The mantra of corporate management is to “maximize shareholder value” — after all, the shareholders own the company. But who’s looking out for the bondholder and ensuring that his needs are being addressed? Really the only line of defense for bondholders is what is spelled out in the indenture. A bond trustee is responsible for enforcing the provisions of the indenture.

With respect to mergers and acquisitions, several types of covenants safeguard the interests of bondholders and protect against actions that could enrich shareholders at the expense of bondholders. The goal of bond covenants is to place some restrictions upon management to limit risk-taking behavior to an appropriate level.

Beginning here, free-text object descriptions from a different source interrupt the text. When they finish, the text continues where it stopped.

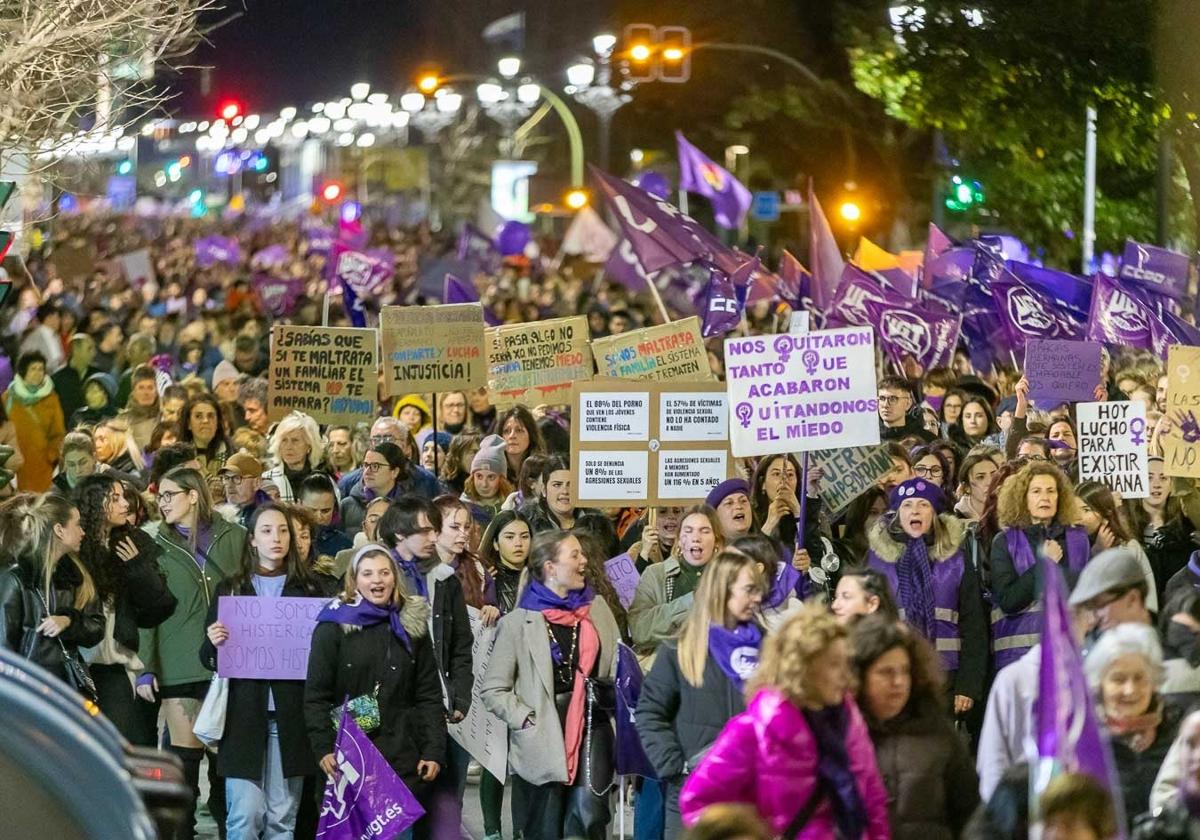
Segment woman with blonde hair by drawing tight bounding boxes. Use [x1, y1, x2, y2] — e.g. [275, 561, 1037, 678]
[637, 551, 766, 838]
[679, 603, 890, 838]
[93, 417, 146, 475]
[990, 461, 1090, 669]
[261, 410, 326, 502]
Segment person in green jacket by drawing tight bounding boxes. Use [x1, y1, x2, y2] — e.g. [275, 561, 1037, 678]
[135, 466, 244, 840]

In the absence of these types of restrictions, you would see management taking on higher levels of debt and engaging in riskier strategies that have large payoffs if successful. After all, management compensation is often tied to the value of the equity through stock options and other incentive plans.

The idea of increasing leverage is akin to the old line “Heads, I win; tails, you lose.” In this context, management and shareholders are the “I” and bondholders are the “you.” Betting with other people’s money is good work if you can get it.

Common covenants include the following:

  • Debt covenant: A debt covenant limits the amount of additional borrowings of the bond issuer. These limits are generally some multiple of earnings before interest, taxes, depreciation, and amortization (EBITDA).

  • Mergers covenant: A mergers covenant is designed to ensure that the bond debt and the assets that support the debt remain with the same organization. If the issuer of the bond merges with another company, then the bond obligation must remain with the merged company.

  • Change-of-control covenant: The change-of-control covenant is quite powerful and allows the bondholder to put the bonds back (sell back to the corporation) at a premium to principal amount of the bond if a qualified change-of-control event occurs.

    Common change-of-control events include the sale of substantially all assets, the acquisition of more than 50 percent of the issuer’s common stock by a third party, a merger with another company, and a liquidation of the company. This covenant effectively safeguards the bondholder against a firm taking on substantial leverage (as in a leveraged buyout) and weakening the bondholders’ positions.